The RKI evaluated for the investigation official death records and data from the SOEP household survey, which allows statements about social and economic contexts. Overall, life expectancy in Germany has increased significantly in recent years. However, the differences between the poorer and the richer have remained relatively similar over the past 25 years, according to analyzes.
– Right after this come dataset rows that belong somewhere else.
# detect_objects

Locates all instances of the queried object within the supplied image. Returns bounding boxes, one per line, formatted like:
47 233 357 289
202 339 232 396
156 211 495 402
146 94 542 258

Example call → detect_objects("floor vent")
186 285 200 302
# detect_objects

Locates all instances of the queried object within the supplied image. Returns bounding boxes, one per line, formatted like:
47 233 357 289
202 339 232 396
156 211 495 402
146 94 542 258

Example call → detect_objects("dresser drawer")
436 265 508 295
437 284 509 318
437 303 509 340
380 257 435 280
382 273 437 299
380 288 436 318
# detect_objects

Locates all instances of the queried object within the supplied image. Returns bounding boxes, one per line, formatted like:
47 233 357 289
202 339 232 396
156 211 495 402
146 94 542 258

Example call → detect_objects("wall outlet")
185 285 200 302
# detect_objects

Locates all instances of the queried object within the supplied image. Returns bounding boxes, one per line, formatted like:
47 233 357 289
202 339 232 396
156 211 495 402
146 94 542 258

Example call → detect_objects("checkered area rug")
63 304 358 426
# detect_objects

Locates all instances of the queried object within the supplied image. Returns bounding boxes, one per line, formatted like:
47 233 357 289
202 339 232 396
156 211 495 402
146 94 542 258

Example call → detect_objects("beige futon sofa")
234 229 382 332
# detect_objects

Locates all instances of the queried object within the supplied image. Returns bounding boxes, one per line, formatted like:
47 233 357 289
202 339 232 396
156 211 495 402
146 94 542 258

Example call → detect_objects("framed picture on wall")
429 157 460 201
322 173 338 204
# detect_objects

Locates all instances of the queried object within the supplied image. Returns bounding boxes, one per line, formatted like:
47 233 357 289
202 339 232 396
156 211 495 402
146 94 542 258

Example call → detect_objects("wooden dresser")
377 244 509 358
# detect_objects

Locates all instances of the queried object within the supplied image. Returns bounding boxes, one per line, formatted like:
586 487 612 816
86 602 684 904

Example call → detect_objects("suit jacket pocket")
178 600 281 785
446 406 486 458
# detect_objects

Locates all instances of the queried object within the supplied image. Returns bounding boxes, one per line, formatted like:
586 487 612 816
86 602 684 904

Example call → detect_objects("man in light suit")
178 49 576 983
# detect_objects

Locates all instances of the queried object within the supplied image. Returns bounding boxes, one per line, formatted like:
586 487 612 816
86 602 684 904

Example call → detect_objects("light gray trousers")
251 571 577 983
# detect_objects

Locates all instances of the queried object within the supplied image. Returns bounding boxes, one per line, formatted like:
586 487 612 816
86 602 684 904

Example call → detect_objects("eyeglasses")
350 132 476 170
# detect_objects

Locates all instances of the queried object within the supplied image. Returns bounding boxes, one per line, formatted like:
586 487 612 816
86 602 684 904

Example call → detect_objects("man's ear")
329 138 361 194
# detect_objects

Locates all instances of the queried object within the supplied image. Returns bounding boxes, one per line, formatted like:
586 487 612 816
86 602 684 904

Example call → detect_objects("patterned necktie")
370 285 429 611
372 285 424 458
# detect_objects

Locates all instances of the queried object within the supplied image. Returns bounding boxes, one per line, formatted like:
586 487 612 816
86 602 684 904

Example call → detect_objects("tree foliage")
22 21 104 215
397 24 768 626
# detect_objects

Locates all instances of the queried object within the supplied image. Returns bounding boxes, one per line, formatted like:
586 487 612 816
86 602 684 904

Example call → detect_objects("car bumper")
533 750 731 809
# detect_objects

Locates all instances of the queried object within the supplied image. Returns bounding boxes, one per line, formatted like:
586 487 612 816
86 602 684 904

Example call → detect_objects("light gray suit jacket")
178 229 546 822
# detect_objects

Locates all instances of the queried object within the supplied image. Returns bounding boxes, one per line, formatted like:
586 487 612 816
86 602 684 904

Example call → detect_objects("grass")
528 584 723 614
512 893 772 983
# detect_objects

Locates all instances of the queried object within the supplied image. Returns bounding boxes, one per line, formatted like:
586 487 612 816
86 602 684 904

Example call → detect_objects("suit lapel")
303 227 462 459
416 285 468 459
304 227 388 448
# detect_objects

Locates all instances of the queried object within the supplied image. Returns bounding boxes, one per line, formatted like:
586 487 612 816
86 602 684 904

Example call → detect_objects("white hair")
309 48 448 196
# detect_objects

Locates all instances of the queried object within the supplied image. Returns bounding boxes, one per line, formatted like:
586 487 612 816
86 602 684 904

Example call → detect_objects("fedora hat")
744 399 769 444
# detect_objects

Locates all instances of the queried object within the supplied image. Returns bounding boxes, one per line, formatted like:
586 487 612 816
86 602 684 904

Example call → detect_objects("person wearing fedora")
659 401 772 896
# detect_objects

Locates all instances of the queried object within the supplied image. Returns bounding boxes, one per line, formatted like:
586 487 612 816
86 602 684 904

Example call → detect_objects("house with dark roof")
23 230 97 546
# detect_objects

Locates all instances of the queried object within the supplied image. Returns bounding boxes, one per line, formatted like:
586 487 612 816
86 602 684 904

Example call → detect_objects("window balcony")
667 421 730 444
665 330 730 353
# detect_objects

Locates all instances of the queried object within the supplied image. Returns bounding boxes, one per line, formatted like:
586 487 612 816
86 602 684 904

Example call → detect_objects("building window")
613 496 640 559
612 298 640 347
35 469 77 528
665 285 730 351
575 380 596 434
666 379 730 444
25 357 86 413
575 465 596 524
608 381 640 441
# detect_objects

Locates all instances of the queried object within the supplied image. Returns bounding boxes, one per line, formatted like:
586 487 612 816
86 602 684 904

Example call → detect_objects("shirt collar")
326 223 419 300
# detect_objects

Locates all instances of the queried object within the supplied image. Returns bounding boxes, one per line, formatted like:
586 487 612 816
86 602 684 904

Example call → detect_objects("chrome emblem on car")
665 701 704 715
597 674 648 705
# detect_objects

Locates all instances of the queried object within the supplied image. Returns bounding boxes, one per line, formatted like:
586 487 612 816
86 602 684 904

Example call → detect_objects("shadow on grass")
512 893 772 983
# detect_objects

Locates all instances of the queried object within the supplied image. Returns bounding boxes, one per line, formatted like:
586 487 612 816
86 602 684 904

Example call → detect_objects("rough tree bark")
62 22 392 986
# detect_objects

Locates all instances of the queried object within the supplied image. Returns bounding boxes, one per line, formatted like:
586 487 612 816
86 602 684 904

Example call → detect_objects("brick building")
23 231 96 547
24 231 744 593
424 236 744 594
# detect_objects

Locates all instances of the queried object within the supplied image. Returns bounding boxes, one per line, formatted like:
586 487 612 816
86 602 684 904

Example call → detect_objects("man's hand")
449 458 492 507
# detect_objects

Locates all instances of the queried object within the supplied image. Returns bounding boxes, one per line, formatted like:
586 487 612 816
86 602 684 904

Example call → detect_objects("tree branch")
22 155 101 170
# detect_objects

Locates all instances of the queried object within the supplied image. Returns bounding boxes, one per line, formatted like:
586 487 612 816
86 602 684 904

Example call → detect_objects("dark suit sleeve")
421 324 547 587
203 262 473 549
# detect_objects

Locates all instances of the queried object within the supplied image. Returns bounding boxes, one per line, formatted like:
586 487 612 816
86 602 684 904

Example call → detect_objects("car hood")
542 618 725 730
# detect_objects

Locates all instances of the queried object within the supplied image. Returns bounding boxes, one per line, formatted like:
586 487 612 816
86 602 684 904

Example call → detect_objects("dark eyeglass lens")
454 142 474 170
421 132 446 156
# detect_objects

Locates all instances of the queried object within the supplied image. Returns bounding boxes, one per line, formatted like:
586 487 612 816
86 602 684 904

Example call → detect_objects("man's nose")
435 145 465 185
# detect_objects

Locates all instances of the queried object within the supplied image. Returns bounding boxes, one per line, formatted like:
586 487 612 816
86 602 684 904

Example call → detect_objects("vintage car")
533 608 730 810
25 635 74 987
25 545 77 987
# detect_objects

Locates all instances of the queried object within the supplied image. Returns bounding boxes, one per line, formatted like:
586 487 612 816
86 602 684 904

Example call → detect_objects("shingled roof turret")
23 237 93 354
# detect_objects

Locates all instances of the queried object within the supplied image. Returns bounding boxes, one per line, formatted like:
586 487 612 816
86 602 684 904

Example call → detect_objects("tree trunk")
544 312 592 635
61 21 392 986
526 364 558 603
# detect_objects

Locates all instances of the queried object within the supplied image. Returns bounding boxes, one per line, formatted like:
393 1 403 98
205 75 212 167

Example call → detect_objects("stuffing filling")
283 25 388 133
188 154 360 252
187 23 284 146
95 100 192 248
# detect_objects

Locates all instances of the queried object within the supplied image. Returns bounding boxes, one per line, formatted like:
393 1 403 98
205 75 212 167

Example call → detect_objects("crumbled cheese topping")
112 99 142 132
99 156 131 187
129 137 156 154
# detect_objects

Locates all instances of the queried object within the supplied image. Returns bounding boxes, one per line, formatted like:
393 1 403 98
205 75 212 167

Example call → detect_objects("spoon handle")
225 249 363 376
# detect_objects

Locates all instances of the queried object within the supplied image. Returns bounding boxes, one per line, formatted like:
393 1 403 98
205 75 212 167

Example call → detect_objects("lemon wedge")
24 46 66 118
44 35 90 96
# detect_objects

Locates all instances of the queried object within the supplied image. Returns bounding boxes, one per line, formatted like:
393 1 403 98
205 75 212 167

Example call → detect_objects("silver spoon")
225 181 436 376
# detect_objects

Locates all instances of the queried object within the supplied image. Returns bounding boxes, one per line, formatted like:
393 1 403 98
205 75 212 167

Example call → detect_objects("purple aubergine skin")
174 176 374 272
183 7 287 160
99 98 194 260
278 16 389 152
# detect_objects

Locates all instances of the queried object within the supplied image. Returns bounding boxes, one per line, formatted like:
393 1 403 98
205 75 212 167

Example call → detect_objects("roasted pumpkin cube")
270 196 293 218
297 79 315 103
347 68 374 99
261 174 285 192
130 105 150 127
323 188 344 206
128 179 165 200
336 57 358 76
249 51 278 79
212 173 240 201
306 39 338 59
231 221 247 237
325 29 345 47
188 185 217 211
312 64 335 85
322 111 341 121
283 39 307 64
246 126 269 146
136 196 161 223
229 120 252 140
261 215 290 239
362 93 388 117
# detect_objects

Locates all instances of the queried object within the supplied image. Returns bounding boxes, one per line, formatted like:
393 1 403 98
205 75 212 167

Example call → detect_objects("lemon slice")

Differences in life expectancy also exist between the sexes. According to RKI researchers, mean life expectancy for women was 79 years in the mid-1990s and 72.5 for men. By 2015/2017 she had increased to 83.2 years for women and 78.4 years for men. The differences go back here mainly to the unhealthier lifestyle or "accident-causing behavior". According to the analysis, there may also be "subpopulations with a particularly high mortality associated with a lower socioeconomic status among men".
Sometimes it also depends on the place of residence, whether people die earlier. The women in the new federal states have only reached the life expectancy of women in the old federal states since 2014/16. On average, the men in the new federal states still die several months before their counterparts in West Germany.
In their current analyzes on life expectancy and mortality, the RKI experts also addressed a possible connection between severe influenza waves and breaks in the increase in average life expectancy. Accordingly, the years with severe epidemics such as 2013, 2015 and 2017 are also those in which the increase in life expectancy, which has been advancing for decades, is stagnating.
According to the institute, there were an estimated 20,000 deaths each year due to the flu, which accounts for around two percent of annual deaths. This could explain the small interruptions of the general trend.